Indeed, the spokesman of the Coalition of Northern Groups (CNG), the umbrella group behind the protests, Sulaiman Abudulazeez, asked the Federal Government to impose emergency rule on five states. According to him, if President Muhammadu Buhari must succeed, he must improve the number of boots on the ground in the region. This, he said, should be followed by the Federal Government availing itself of available legal windows to impose emergency rule on Niger, Sokoto, Zamfara, Katsina and Kaduna states. Prior to this declaration, the governor of Katsina State, Honourable Aminu Bello Masari, had in fact called for the arming of citizens with weapons to enable them to contain the threats posed by the outlaws. According to him, it was morally wrong for people to submit cheaply to bandits without attempting to defend themselves. On his part, President Buhari held a meeting with the governors of Katsina and Sokoto states over the rising insecurity, with the Katsina governor seeking collaboration among the states in the North-West as a solution to the security challenges.

To say the very least, the ongoing protests over widespread killings in the North, a largely conservative zone, confirm the fact that the situation has become completely intolerable. Sadly, members of the Department of State Services (DSS) and the police chose to go after aggrieved citizens who were ventilating their frustrations in the belief that their government would listen to them. We believe that this is not the way to go in a democracy. Nigeria is not a police state and there is no reason citizens peacefully protesting against threats to their very existence should be harassed, arrested or detained. Rather than going after critics as usual, what the Federal Government needs to do is to assert the legitimacy of the Nigerian state by stopping the outlaws in their tracks.
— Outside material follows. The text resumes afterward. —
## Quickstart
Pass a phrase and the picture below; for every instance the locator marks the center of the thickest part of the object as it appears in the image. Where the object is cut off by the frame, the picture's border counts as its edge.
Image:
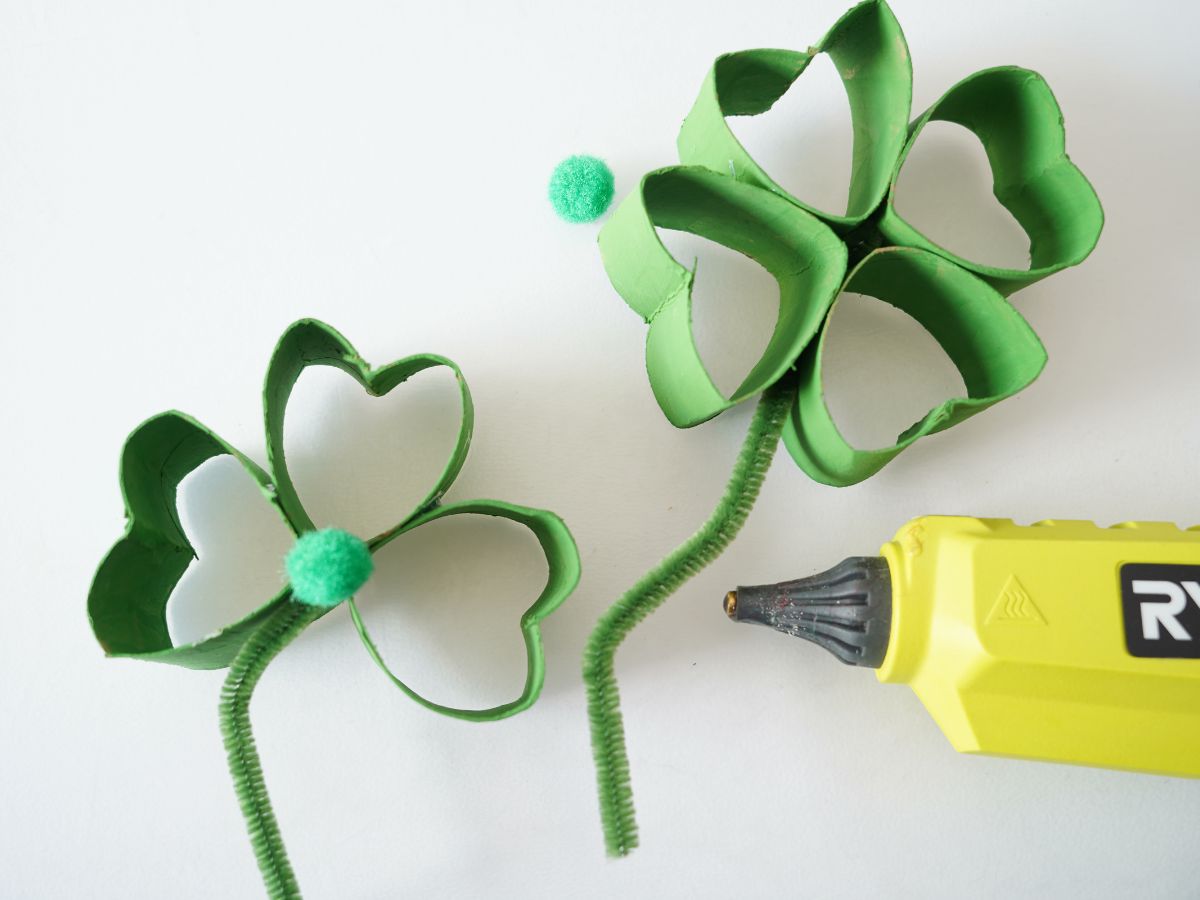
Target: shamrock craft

It is disturbing that the Presidency needs any prodding before bringing to justice, the so-called bandits who have made life a nightmare across the states of the North and in the South. Defying the Nigerian state, these outlaws seize buses on the roads and set the occupants and the buses ablaze. Any of the hapless passengers who tries to escape from the melee is either gunned down or mutilated with a machete. Till today, millions of people remain displaced from their ancestral homesteads, having been uprooted from them by terrorists, and it is nothing short of an outrage that having secured a court order mandating it to do so, the Federal Government is yet to formally declare the so-called bandits who have brought down military aircraft, sacked villages and schools and sent untold numbers of people to their untimely graves as terrorists. What that suggests is that the government is complicit in the endless trail of blood in the land.

To be sure, the tide of bloodshed is a national affair. In the South-East, for instance, the atrocities attributed to members of the Eastern Security Network (ESN) euphemistically dubbed Unknown Gunmen (UGM) are horrendous. Beheading and mutilation of people is routine, as is arson and brigandage. Working with the state governors and re-jigging the security architecture that has enabled these horrors, President Buhari and his men must stop the tide of bloodshed. They must shelve their centralist predilection and embrace state policing. They cannot hope to achieve anything concrete when the loss of human life is as routine as breathing. Barring the civil war, at no time has the country ever witnessed the kind of bloodshed experienced these days.